SQL & PL/SQL

Announcement

For appeals, questions and feedback about Oracle Forums, please email oracle-forums-moderators_us@oracle.com. Technical questions should be asked in the appropriate category. Thank you!

Incorrect cardinality estimates on join (and odd behavior with parallel hint)

DaithiJul 17 2017 — edited Jul 17 2017

Running Oracle 12.1.0.2.0 on Solaris Sparc 11.3.

I have a query I've been asked to optimize. After replacing views with base tables and eliminating redundant joins, replacing joins with exists were their only use was to filter results etc... I was left with something that ran pretty well. But... I did notice that the execution plan was producing some pretty incorrect cardinality estimates. I narrowed in on the pieces that are causing the problem and was left with the following query.
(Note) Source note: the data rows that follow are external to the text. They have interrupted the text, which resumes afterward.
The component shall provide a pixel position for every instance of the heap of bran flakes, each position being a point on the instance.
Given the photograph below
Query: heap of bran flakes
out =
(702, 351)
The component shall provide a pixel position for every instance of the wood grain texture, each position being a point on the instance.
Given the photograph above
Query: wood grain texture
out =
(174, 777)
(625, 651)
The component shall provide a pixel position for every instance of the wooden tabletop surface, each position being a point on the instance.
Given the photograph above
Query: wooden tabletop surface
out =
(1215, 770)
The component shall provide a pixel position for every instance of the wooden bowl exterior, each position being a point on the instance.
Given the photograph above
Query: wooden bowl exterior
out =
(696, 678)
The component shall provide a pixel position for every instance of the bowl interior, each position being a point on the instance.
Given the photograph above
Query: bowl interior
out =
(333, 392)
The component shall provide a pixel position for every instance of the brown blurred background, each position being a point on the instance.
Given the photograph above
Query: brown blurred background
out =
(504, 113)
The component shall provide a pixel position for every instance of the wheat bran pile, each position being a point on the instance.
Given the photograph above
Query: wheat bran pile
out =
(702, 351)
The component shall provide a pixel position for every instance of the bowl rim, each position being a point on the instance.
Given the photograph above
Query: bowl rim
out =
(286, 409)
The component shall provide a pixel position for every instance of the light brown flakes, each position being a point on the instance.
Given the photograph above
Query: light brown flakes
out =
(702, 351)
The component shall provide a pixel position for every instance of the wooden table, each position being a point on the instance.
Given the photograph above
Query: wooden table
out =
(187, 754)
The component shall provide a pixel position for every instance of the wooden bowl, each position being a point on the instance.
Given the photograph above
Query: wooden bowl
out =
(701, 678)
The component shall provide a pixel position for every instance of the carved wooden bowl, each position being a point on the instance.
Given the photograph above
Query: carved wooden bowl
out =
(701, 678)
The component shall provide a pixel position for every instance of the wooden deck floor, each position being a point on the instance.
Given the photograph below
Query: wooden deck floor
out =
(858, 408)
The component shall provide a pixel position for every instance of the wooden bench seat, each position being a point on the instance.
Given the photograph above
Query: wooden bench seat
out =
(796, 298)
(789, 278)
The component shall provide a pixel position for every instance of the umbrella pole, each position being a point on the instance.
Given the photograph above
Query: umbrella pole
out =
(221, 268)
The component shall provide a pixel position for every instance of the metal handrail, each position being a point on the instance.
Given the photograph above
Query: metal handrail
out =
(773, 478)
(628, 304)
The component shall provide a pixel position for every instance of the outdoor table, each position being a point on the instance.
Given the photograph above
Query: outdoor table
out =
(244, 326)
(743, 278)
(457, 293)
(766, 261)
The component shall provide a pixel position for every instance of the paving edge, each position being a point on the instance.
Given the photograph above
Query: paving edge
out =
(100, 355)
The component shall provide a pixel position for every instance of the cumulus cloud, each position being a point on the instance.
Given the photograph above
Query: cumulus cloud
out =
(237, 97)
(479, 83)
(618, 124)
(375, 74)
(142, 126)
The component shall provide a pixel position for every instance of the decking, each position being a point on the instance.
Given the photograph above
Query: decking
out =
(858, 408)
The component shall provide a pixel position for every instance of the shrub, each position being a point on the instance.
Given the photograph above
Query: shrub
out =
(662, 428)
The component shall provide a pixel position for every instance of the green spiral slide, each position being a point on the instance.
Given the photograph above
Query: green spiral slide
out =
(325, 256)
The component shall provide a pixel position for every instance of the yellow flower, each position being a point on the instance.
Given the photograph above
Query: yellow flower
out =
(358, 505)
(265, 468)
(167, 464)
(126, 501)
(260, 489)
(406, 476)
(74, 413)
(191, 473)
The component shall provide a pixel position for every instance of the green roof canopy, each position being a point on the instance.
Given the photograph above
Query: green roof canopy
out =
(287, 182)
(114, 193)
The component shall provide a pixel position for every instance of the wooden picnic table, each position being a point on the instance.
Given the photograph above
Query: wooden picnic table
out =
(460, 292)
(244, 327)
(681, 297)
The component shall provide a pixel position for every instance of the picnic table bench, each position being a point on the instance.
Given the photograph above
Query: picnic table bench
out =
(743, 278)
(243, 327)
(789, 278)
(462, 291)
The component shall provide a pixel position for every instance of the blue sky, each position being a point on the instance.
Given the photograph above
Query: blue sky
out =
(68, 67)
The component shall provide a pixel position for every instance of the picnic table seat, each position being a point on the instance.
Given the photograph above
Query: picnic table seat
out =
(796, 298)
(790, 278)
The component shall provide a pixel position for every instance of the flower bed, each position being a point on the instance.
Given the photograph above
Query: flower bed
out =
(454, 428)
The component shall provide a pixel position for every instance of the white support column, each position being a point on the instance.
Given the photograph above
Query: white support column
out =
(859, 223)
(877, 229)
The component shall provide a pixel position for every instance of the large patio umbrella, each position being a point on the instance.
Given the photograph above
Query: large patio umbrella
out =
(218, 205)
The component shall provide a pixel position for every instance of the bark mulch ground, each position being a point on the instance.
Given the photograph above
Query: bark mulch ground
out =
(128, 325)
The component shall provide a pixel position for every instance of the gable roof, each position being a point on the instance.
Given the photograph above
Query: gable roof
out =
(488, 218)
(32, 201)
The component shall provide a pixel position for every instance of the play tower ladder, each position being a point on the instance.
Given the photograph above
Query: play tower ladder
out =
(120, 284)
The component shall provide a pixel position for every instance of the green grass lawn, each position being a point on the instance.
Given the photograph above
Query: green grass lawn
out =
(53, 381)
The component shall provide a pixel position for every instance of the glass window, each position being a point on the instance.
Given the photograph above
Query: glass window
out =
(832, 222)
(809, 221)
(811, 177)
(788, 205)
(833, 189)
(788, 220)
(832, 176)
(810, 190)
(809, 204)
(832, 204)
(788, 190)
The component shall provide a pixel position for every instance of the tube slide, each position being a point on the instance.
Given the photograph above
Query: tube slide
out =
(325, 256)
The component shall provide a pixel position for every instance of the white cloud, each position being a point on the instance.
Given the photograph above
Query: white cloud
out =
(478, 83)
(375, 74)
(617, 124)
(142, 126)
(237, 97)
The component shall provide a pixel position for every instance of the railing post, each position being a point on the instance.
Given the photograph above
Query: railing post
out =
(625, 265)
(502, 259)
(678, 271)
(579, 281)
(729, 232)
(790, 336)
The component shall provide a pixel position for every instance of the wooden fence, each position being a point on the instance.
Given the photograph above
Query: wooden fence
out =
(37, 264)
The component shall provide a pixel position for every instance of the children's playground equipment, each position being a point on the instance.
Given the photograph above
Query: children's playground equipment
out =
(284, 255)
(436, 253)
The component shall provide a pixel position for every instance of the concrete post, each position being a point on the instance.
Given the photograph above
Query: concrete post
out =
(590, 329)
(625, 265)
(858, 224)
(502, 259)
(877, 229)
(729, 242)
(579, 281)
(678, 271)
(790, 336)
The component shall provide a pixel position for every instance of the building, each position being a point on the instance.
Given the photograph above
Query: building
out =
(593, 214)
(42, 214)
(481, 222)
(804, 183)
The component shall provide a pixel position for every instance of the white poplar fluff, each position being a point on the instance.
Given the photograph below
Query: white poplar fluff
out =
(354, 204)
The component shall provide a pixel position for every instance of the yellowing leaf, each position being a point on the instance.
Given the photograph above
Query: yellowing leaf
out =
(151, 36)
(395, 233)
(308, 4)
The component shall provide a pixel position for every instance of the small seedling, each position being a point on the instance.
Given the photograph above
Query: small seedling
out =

select  /*+ PARALLEL(2) DW2*/
        i.ods_invoice_id
,       il.offering_id
from    invoice_ods_admin.invoice i
,       invoice_ods_admin.invoice_line il
where   1=1
and     i.current_ind = 1
and     i.ods_invoice_id = il.ods_invoice_id
and     i.delivery_date = il.delivery_date
and     i.delivery_date between to_date('05/28/2017','mm-dd-yyyy') and to_date('07/09/2017','mm-dd-yyyy');

The original query submitted had hard-coded dates instead of bind variables (which I asked them to change) but to replicate the issue, I am keeping them here. The estimates for each individual table are pretty correct. 17.8M in INVOICE_LINE table and 1.4M in INVOICE table.

Note: there are no histograms on delivery_date column.

However, I noticed two issues when I run the query.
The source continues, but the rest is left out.